Evidence that half the UK’s academics experience a damaging mental health burden (“Half of UK academics ‘suffer stress-linked mental health problems’”, News, 5 July, www.timeshighereducation.com) is startling but not new. A strikingly similar burden is found in doctoral students and academics worldwide. It is time to stop redescribing this widespread epidemic and get better at prevention.
To do this, it is tempting for academics to bemoan the inherent complexities of academic work or the notoriously high and wide demands placed on them by government, management and students. Yet, as Darren McGarvey’s recent Orwell Prize-winning book Poverty Safari reminds us in relation to poverty: “A pathological belief that only the state can resolve the issue, is both disempowering and self-defeating…This is not submission; this is to acknowledge the complexity of the matter.”
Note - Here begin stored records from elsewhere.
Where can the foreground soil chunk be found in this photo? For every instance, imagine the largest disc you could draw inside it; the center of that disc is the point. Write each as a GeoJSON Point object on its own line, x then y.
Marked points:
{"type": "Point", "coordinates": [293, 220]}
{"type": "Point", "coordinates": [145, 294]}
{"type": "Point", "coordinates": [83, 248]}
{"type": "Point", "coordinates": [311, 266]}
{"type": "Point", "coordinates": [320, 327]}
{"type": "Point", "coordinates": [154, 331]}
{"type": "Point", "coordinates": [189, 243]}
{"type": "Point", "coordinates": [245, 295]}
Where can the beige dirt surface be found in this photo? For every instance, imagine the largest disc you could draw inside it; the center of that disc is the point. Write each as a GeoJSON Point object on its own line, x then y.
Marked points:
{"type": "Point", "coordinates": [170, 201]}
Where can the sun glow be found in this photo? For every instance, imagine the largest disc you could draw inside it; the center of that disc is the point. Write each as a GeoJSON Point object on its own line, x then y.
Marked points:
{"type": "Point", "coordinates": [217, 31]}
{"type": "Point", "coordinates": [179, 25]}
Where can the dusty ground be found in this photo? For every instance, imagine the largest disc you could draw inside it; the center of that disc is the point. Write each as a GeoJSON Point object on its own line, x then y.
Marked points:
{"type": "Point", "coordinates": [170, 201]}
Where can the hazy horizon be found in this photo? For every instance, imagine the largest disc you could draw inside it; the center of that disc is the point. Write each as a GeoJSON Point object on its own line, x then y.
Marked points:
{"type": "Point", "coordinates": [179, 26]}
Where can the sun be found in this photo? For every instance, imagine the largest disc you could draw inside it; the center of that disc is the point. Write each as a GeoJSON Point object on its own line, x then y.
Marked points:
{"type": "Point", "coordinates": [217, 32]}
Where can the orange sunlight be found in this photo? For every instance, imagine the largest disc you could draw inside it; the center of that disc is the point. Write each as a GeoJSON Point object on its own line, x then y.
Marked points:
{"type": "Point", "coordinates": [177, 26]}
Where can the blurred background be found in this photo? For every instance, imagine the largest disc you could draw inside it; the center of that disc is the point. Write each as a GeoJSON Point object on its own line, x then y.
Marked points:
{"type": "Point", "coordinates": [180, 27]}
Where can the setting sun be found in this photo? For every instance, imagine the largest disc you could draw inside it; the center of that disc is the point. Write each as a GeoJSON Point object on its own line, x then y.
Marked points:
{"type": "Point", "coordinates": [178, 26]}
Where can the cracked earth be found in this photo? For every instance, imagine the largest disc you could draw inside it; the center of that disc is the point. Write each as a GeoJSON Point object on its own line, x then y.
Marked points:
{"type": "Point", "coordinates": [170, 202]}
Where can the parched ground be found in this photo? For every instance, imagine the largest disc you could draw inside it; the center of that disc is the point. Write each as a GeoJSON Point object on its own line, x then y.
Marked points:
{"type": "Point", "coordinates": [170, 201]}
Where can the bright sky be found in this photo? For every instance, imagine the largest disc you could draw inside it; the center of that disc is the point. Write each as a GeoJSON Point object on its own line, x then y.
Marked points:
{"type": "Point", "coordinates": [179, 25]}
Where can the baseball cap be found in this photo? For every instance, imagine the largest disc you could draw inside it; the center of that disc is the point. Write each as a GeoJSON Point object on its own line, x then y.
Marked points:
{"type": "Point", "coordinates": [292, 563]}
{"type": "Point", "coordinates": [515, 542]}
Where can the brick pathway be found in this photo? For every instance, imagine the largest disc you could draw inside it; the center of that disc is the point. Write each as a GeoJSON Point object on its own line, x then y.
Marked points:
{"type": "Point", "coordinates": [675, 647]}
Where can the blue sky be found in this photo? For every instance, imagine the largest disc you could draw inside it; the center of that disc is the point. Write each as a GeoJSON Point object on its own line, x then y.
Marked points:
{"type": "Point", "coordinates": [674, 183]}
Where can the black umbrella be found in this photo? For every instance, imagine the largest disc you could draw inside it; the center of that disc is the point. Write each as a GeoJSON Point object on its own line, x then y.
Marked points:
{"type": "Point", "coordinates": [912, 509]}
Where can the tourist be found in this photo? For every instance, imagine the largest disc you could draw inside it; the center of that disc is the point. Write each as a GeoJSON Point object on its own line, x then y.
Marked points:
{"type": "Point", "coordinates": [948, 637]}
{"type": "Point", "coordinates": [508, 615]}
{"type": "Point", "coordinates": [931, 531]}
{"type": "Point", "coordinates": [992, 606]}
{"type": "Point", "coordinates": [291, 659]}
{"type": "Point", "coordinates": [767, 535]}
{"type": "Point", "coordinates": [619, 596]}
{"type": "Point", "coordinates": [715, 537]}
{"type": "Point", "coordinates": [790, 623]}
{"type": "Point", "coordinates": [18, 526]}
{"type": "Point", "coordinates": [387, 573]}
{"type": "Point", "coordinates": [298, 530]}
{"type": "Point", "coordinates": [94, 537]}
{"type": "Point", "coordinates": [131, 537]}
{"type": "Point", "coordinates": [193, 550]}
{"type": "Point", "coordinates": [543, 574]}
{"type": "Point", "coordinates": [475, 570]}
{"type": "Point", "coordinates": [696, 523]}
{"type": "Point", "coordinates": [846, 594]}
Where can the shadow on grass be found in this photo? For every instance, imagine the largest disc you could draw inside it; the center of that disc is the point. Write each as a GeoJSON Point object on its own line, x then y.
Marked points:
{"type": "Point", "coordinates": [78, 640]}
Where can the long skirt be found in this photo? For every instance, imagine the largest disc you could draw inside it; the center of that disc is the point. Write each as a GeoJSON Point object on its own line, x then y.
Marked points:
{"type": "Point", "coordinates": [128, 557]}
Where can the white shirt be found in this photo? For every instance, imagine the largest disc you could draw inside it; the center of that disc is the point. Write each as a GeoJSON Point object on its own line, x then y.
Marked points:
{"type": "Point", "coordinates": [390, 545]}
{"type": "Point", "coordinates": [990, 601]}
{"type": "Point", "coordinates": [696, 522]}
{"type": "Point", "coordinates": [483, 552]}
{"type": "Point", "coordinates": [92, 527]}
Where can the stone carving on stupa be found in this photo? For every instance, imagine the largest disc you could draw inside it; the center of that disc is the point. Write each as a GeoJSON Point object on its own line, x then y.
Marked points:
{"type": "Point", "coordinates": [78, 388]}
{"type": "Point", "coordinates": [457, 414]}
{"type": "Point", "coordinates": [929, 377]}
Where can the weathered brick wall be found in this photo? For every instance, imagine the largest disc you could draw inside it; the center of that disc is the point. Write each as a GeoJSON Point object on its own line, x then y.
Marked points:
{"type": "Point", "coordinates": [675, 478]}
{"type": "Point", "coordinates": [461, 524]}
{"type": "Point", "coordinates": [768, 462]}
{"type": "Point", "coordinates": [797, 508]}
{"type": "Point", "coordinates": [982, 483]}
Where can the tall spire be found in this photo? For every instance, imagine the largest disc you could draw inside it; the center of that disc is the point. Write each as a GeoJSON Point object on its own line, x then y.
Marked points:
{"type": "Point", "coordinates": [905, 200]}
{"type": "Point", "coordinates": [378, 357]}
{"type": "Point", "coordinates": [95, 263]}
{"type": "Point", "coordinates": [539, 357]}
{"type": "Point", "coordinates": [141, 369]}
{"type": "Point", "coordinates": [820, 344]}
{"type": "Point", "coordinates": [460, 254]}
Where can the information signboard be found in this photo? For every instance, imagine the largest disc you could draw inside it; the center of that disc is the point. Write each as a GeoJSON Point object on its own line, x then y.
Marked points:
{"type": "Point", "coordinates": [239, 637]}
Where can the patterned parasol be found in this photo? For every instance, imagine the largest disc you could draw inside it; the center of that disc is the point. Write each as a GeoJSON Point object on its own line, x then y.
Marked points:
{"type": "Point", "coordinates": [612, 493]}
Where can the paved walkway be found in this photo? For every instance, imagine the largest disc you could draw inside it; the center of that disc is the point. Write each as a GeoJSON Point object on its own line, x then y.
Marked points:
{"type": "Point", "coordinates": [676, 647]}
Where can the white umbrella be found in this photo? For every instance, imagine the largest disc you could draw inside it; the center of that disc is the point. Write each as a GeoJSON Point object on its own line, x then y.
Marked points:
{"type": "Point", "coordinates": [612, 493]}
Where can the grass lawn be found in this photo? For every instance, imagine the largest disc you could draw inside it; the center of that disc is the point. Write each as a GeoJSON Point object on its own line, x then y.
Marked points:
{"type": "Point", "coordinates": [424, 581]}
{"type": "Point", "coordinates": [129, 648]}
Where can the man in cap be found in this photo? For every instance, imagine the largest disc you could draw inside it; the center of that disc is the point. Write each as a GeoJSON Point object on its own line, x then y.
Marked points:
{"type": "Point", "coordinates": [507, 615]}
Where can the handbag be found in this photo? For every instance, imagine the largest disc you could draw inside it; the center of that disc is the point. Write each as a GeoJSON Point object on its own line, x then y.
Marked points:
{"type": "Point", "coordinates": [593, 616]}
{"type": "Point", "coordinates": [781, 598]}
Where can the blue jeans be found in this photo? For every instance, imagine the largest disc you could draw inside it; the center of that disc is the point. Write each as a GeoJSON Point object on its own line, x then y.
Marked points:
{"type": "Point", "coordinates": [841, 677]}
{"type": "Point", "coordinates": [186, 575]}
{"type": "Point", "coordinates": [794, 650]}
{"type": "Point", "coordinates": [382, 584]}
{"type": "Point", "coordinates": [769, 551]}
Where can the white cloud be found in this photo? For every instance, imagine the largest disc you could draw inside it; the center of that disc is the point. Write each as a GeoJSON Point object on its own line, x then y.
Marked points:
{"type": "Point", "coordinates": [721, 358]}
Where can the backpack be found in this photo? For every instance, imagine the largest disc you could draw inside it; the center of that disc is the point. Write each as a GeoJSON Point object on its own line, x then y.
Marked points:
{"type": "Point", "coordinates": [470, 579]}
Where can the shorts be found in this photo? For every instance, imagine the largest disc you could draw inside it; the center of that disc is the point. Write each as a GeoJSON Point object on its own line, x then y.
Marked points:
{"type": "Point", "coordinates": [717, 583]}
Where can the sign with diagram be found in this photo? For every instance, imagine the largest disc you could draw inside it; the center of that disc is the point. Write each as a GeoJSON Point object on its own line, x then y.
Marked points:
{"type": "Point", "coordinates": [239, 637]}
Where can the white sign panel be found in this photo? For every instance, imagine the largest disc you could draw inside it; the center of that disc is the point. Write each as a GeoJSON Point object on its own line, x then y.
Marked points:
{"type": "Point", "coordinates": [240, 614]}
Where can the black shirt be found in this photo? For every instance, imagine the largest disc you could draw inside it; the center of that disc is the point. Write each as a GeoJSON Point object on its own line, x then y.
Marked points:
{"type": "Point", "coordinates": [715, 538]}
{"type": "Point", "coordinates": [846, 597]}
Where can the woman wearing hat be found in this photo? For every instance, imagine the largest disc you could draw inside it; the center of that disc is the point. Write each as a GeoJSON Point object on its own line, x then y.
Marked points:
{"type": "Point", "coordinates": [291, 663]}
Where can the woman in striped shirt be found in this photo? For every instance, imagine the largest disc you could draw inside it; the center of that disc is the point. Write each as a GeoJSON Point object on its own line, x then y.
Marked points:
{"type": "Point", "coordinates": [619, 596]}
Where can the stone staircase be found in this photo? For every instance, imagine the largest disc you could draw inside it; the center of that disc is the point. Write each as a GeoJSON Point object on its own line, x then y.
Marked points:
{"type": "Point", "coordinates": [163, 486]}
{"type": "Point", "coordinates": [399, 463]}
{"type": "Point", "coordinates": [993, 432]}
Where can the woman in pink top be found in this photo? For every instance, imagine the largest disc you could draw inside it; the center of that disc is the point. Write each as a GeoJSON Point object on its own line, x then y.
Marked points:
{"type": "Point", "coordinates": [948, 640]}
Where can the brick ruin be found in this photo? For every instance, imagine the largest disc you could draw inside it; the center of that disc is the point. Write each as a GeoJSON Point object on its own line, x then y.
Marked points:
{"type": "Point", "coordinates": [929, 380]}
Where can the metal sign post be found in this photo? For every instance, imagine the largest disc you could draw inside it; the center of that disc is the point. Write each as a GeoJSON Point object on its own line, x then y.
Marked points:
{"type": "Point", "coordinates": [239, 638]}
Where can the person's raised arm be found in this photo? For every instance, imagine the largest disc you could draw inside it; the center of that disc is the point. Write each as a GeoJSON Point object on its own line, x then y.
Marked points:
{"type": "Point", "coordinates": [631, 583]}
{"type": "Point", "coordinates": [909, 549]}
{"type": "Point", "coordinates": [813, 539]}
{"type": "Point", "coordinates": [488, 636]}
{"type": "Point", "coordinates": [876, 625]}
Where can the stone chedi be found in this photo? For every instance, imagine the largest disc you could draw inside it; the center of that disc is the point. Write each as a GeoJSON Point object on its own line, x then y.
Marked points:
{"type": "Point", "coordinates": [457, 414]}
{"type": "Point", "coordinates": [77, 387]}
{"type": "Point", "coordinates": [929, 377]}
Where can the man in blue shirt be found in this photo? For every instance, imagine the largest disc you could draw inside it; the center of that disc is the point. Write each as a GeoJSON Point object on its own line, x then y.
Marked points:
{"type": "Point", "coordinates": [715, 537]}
Accordingly, both academics and their workplaces have a part to play in prevention.
While many workplaces have support services for staff mental well-being, positive academic working cultures start with each of us. Too often those in academic workplaces prioritise status, roles and difference over trust and positive relationships – this is not only reflected in how management treat academic staff but also in how academic staff interact with each other. More positive working environments only ever start with how we choose to see and treat others and ourselves every day: greater empathy, open listening and mutual respect have essential roles in improving mental health in academic workplaces. Each working day offers opportunities to contribute to the mental health of others and ourselves.
Workplaces often insufficiently celebrate the determinants of academic work success. Yet, academics themselves personally link their scholarly identities more to “achievements” and “hours worked” than the ongoing effort, failures, creativity and learning that are integral to progress. These last factors are tacit yet crucial; they should be shared and venerated far more – for example, via recognition in our formal conference talks, writing and corridor conversations.
Above all, the mental health of the academic worker should be recognised as demanding far more than smartness, substantive expertise and methodological prowess. Centuries of knowledge, theory and research can help us to be happier in doing academic work; we need to use this rich work better. Academic work is seldom easy or devoid of pressing expectations: we must prioritise prevention and how we will each contribute.